Now we’ll have a look at the mouse itself. The Saphira is of moderate size, bigger than a Razer Krait but smaller than a Corsair Vengeance K90.
The surface of the mouse is smooth, with oversized buttons that flow into the rest of the chassis rather than being distinct entities. The buttons are divided by a 1 mm gap, and widen to accomodate the scroll wheel. The scroll wheel has a unique textured grip, with the more common straight lines replaced with curvy lines. The lowest part of the top frame includes a white Tt eSPORTS dragon that will no doubt be illuminated later.
The left hand side of the mouse includes the forward and back buttons. Both are integrated above the left-side grippy material, following the curve of the mouse. The back button is small and nearer the front, while the forward button is larger and towards the back. The other point of interest on the left side is the LED panel, which contains four diamond-shaped LEDs that reflect the current DPI settings.
The right hand side of the mouse is unadorned, with a matching piece of grippy material as on the left hand side.

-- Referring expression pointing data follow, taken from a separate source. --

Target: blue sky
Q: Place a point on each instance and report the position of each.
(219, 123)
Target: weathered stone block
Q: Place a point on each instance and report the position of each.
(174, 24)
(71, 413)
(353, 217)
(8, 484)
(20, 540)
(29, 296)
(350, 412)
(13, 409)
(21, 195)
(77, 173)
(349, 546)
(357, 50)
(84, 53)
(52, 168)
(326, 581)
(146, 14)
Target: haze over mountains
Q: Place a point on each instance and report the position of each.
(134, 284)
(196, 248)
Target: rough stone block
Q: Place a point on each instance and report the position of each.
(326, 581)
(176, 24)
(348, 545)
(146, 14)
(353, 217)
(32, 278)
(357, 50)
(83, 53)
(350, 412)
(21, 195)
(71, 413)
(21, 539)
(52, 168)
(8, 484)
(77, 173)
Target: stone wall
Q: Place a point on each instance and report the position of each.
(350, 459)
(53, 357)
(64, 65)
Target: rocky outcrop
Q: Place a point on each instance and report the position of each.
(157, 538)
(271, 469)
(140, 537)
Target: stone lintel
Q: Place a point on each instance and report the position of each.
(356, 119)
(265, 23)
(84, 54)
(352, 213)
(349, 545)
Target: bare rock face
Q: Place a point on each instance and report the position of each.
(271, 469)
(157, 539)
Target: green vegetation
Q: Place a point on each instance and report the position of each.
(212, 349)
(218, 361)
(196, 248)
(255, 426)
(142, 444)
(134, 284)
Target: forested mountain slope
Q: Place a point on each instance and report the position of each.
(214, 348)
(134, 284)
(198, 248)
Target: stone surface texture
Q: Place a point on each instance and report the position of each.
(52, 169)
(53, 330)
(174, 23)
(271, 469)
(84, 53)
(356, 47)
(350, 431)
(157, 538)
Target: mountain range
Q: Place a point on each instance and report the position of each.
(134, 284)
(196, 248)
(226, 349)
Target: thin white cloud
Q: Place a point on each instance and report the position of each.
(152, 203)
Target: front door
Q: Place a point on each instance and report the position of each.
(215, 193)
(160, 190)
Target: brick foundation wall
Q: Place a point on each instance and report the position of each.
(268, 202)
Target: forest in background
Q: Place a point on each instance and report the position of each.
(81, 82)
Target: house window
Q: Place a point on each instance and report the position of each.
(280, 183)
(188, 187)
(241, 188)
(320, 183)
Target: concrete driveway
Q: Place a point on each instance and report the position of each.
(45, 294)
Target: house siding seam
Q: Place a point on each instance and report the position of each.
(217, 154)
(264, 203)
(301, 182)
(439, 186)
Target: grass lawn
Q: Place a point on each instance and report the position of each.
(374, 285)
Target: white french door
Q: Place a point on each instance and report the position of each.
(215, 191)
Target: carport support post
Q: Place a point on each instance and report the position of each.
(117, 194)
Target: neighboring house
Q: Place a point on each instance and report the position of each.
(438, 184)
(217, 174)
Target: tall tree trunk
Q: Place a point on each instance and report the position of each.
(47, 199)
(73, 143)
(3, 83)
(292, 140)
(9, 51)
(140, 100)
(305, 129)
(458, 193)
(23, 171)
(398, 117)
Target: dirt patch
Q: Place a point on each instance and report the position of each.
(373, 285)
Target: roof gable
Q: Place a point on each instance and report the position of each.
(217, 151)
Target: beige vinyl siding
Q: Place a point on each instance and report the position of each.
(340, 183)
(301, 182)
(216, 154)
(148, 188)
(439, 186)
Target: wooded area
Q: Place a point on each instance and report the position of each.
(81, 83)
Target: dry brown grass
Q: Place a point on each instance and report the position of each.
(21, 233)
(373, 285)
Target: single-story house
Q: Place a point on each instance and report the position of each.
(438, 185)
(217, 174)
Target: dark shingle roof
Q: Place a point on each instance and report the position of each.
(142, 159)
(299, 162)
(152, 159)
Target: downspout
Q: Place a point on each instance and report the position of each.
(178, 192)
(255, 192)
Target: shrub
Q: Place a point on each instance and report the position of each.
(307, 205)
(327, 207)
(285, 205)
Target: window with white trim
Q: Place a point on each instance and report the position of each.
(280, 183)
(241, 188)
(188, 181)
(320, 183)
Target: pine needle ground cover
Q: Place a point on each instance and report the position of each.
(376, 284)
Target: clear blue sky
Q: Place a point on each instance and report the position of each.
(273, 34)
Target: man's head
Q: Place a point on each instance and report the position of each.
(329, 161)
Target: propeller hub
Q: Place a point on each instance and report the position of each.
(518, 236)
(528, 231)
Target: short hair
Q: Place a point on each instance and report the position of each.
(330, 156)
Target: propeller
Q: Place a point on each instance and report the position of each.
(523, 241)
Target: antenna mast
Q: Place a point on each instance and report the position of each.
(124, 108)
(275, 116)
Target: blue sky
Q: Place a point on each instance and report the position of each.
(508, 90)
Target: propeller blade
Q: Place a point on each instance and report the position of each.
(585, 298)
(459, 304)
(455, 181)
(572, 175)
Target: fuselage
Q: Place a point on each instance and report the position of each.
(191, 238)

Turning the mouse over, we see a two wide and long feet that travel around the periphery of the device. Inset from this we have the 3500 DPI optical sensor and four buttons that control the profile, DPI setting, polling rate and function lock, respectively. It’s these buttons that allow the Saphira to enjoy a relatively clear appearance on the top, although obviously these buttons are harder to hit in-game.
There’s a compartment near the bottom of the mouse which can hold the removable weights. There are five weights here, each measuring 4.5g for 22.5g in total. They are ensconced in a rubber trapezoidal configuration which should hold them securely without allowing them to rattle around too much.
Finally, we’ll have a look at the USB cable. It’s braided for increased durability and reduced tangles, and also includes a velcro strap for tidying up the cable when travelling. It concludes in a gold-plated USB cable.